With the results, the 64-year-old Abe, who is on course to become Japan’s longest-serving prime minister, aims to shore up his mandate ahead of a crucial consumption tax hike later this year, along with trade negotiations with Washington.
“The ruling parties were given a majority ... as people decided to urge us to firmly push for policies under the stable political base,” Abe told public broadcaster NHK.
“I want to meet their expectations soundly,” he said at the headquarters of his Liberal Democratic Party. Abe’s LDP and its coalition partner Komeito are forecast to take between 67 and 77 of the 124 seats — about half the chamber — up for election on Sunday, according to NHK.
The two parties control 70 seats in the half of the 245-seat chamber that is not being contested, putting them on track to maintain their overall majority. NHK’s projection and similar estimates by other media are based on exit polling and other analysis.
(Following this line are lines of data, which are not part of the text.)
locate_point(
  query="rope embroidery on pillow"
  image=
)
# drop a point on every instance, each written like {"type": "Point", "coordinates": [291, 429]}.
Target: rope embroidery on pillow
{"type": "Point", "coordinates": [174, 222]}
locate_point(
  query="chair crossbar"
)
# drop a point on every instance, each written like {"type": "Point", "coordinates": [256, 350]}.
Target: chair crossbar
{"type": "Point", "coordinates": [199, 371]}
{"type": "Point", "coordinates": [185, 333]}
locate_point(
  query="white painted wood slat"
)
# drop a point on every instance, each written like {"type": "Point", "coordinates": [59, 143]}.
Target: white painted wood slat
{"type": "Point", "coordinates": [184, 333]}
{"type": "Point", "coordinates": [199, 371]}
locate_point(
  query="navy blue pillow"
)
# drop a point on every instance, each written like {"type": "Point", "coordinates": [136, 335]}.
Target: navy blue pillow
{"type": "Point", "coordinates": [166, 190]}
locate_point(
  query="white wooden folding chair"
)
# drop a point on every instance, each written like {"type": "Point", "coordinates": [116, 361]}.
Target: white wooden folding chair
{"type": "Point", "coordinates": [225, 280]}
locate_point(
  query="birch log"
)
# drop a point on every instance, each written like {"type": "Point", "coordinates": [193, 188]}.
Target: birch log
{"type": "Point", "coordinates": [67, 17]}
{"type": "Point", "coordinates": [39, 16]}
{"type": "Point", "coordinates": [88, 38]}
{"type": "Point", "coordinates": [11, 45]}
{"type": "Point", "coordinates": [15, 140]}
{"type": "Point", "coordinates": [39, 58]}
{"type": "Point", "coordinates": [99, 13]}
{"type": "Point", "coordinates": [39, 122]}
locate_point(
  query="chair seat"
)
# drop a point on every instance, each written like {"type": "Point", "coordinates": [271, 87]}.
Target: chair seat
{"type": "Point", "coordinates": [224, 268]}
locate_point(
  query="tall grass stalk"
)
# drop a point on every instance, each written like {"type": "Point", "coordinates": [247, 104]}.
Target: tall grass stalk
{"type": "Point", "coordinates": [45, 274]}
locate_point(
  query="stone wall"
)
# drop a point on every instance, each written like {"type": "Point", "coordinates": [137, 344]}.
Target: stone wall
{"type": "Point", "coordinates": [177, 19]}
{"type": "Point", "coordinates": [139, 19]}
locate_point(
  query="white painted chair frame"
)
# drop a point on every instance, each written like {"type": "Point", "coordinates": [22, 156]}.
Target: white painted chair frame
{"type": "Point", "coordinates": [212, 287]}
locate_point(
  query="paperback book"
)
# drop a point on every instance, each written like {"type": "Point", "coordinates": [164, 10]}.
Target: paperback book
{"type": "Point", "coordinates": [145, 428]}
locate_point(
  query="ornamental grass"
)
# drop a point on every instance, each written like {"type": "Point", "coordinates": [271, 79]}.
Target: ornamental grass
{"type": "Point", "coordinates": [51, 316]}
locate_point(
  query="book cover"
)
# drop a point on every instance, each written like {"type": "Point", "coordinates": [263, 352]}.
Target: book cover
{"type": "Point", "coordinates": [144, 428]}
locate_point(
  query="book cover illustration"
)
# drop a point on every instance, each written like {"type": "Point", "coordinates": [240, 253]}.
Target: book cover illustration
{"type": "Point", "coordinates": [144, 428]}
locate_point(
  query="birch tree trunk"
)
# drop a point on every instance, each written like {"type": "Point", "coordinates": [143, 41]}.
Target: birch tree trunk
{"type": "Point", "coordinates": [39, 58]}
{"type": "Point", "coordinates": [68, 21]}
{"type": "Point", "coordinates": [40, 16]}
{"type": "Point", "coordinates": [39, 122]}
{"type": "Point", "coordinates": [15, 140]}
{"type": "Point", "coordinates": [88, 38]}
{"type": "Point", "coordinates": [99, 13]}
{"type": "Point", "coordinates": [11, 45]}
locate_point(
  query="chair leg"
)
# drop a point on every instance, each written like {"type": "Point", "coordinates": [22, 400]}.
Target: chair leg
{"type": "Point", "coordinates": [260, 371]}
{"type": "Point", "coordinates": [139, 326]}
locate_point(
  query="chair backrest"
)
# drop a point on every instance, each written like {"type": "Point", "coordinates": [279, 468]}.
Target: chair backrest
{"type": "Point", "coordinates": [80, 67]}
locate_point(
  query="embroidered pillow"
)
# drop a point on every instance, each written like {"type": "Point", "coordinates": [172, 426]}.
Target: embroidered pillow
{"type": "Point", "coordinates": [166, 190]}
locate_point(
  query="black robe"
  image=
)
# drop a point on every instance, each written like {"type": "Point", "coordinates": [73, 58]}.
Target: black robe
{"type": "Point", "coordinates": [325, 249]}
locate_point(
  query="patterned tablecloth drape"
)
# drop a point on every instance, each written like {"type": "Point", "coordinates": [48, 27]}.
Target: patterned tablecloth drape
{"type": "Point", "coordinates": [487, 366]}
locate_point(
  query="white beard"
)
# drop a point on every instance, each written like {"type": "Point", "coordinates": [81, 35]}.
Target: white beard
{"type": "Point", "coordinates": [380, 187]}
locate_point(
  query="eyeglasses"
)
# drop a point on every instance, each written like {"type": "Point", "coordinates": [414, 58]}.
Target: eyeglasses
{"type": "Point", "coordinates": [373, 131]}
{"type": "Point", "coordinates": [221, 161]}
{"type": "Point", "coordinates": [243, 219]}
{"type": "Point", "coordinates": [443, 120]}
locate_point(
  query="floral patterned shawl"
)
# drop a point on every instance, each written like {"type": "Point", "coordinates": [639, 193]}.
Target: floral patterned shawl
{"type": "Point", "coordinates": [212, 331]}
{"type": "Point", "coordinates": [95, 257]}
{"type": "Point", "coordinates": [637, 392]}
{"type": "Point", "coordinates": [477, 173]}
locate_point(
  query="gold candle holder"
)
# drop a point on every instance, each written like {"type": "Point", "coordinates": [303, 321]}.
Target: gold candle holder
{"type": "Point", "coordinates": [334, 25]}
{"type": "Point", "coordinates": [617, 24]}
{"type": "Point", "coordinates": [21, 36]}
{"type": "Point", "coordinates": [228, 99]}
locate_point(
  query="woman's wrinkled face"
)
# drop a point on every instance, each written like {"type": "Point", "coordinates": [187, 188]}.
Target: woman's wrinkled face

Final numbers were not expected until Monday at the earliest.
“The results, which were within expectations, indicated that voters chose the status quo, not a change,” Shinichi Nishikawa, professor of political science at Meiji University in Tokyo, told AFP.
Abe is almost certain to stay in power until November when he will break the record for the nation’s longest-serving premier held by Taro Katsura, a revered politician who served three times between 1901 and 1913.
Local media also predicted that forces in favour of revising the constitution, led by Abe’s LDP, were set to win close to 85 of the seats up for grabs, giving them a “super majority” in the chamber. Following the vote, Abe said he would continue trying to expand support for the revision even if the pro-revision group eventually misses a super majority in the election. Abe has pledged to “clearly stipulate the role of the Self-Defence Forces in the constitution,” which prohibits Japan from waging war and maintaining a military.